Communities and ecosystems across Indian Country face serious threats from wildfire, insects and disease, invasive species and climate change. Fuels management actions embrace Tribally-embedded tenets and principles of ecosystem heath, resilience and cultural values that support the maintenance and restoration of Tribal lands by reducing the potential of severe wildfire in forests, woodlands and rangeland ecosystems.

Fuels management programs and priorities supported by the Division of Wildland Fire Management include:

Hazardous Fuels Reduction

The Fuels Management Program works with the Bureau of Indian Affair’s (BIA) 12 regional offices, local BIA agencies and Tribes to reduce wildfire risk through management of natural and invasive fuels. Hazardous fuels reduction treatments include prescribed fire, mechanical treatments (such as thinning, regeneration cuts, pruning, mastication, and chipping) and the careful use of natural fire.

Traditional Ecological Knowledge

Traditional ecological knowledge (TEK) is a body of observations, oral and written knowledge, practices, and beliefs that promote environmental sustainability and the responsible stewardship of natural resources through relationships between humans and environmental systems, applied across biological, physical, and cultural systems.

BIA staff work alongside Tribes to blend traditional ecological knowledge with a scientific approach in their fuels management efforts.

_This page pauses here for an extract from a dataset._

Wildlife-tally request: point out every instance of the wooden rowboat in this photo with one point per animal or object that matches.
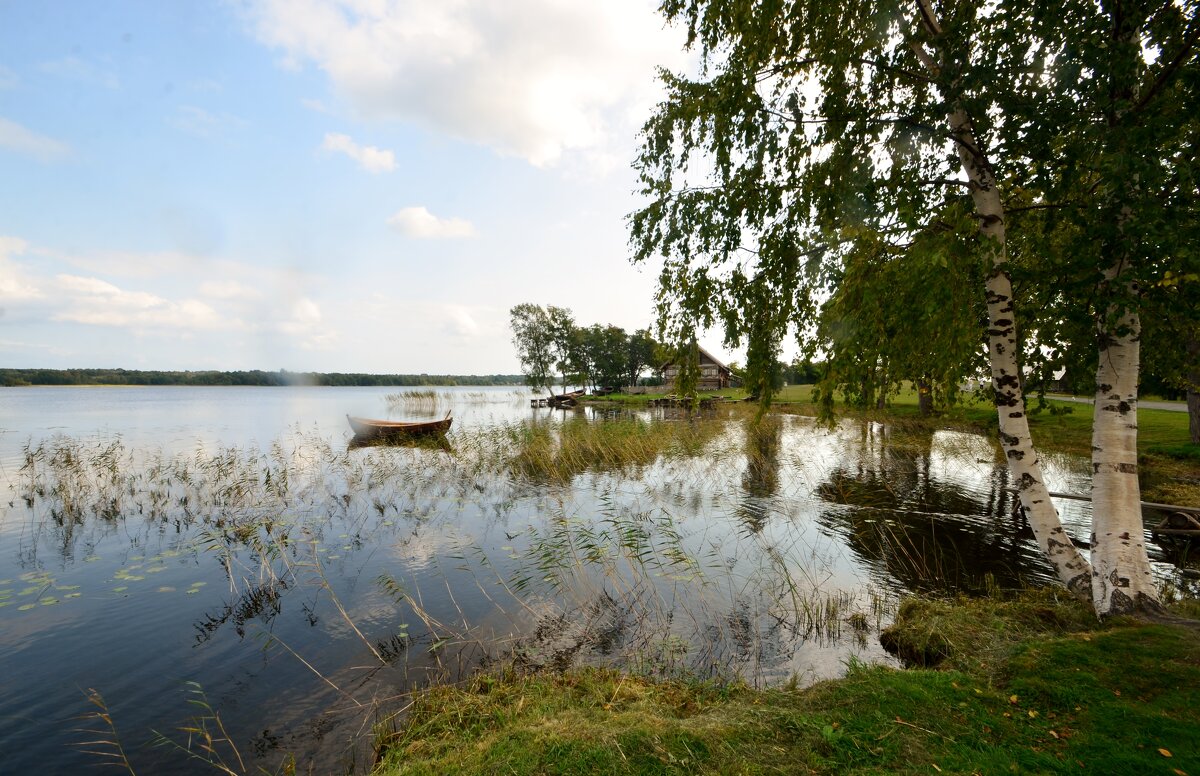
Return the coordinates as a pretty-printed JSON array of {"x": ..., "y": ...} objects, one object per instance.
[{"x": 367, "y": 428}]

Reserved Treaty Rights Lands Program

The Reserved Treaty Rights Lands (RTRL) program facilitates collaborative projects between Tribal trust and non-Tribal land managers. The RTRL program’s intent is to provide Tribes the opportunities to conduct Tribally-determined project work on ancestral lands regardless of ownership to enhance the health and resiliency of priority Tribal natural resources with high risks of wildland fire.

Fuels Management in the Bipartisan Infrastructure Law

The 2022 Bipartisan Infrastructure Law (BIL) provides over $103 million in funding for wildfire risk reduction, including Indian Country. Ecosystem health, resilience and Tribal cultural values that are heavily embedded within Tribal resource management philosophies. Of the 59 million acres of Indian trust land, more than 8.6 million acres of forest, woodland and rangelands are high or very high risk of Wildfire.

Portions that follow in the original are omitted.